Re: INSERT...ON DUPLICATE KEY LOCK FOR UPDATE

From: Peter Geoghegan <pg(at)heroku(dot)com>
To: Andres Freund <andres(at)2ndquadrant(dot)com>
Cc: Greg Stark <stark(at)mit(dot)edu>, Robert Haas <robertmhaas(at)gmail(dot)com>, PostgreSQL-development <pgsql-hackers(at)postgresql(dot)org>
Subject: Re: INSERT...ON DUPLICATE KEY LOCK FOR UPDATE
Date: 2013-09-22 19:54:57
Message-ID: CAM3SWZQ4O244fj_RwJUiZ=CiGOSjaYAc2_NwQYwKrvNAT1ExnA@mail.gmail.com
Views: Raw Message | Whole Thread | Download mbox | Resend email
Thread:
Lists: pgsql-hackers

On Sun, Sep 22, 2013 at 2:10 AM, Andres Freund <andres(at)2ndquadrant(dot)com> wrote:
> I can't follow here. Why does e.g. the promise tuple approach bloat more
> than the subxact example?
> The protocol is roughly:
> 1) Insert index pointer containing an xid to be waiting upon instead of
> the target tid into all indexes
> 2) Insert heap tuple, we can be sure there's no conflict now
> 3) Go through the indexes and repoint the item to point to the tid of the
> heaptuple instead of the xid.
>
> There's zero heap or index bloat in the uncontended case. In the
> contended case it's just the promise tuples from 1) that are inserted
> before the conflict is detected. Those can be marked as dead when the
> conflict happened.

It depends on your definition of the contended case. You're assuming
that insertion is the most probable outcome, when in fact much of the
time updating is just as likely or even more likely. Many promise
tuples may be inserted before actually seeing a conflict and deciding
to update/lock for update. In order for the example in the docs to
bloat at all, both the UPDATE and the INSERT need to fail within a
tiny temporal window - that's what I mean by uncontended (it is
usually tiny because if the UPDATE blocks, that often means it will
succeed anyway, but if not the INSERT will very probably succeed).

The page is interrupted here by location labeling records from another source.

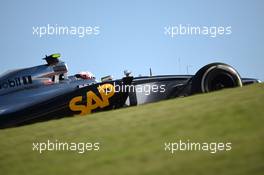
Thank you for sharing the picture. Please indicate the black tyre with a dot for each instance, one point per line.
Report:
(214, 77)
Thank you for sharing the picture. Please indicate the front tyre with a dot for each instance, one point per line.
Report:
(214, 77)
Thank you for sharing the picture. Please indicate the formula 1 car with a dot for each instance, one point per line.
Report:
(46, 92)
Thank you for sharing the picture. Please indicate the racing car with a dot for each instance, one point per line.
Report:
(46, 91)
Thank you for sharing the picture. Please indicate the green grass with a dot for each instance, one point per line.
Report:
(132, 139)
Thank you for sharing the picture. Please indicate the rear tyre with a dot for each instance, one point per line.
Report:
(215, 76)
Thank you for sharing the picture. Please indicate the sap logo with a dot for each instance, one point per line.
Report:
(93, 101)
(15, 82)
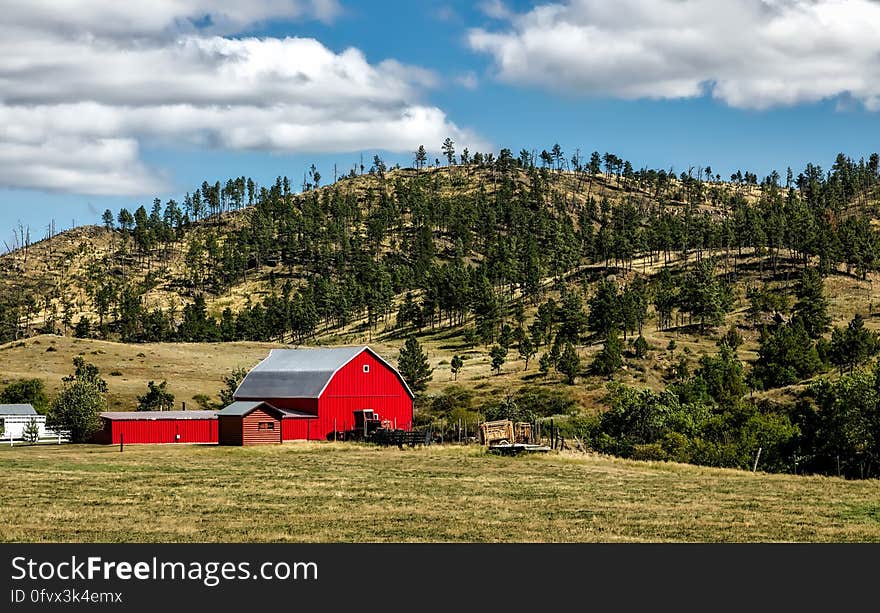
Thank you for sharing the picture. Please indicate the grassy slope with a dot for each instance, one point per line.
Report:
(325, 492)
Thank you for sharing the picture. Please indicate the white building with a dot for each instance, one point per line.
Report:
(14, 418)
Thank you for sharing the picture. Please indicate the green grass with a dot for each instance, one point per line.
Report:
(324, 492)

This is because the UPDATE won't bloat when no existing row is seen,
because its subplan will return no rows. The INSERT will only bloat if
it fails, which is generally very unlikely because of the fact that
the UPDATE just did nothing. Contrast that with bloating almost every
time an UPDATE is necessary (I think that bloat that is generally
cleaned up synchronously is still bloat). That's before we even talk
about the additional overhead. Making the locks expensive to
release/clean-up could really hurt, since it appears they'll *have* to
be unlocked before row locking, and during that time concurrent
activity affecting the row to be locked can necessitate a full restart
- that's a window we want to keep as small as possible.

I think reviewer time would for now be much better spent discussing
the patch at a higher level (along the lines of my recent mail to
Stephen and Robert). I've been at least as guilty as anyone else in
getting mired in these details. We'll be much better equipped to have
this discussion afterwards, because it isn't clear to us if we really
need or would find it at all useful to have long-lasting value locks,
how frequently we'll need to retry and for what reasons, and so on.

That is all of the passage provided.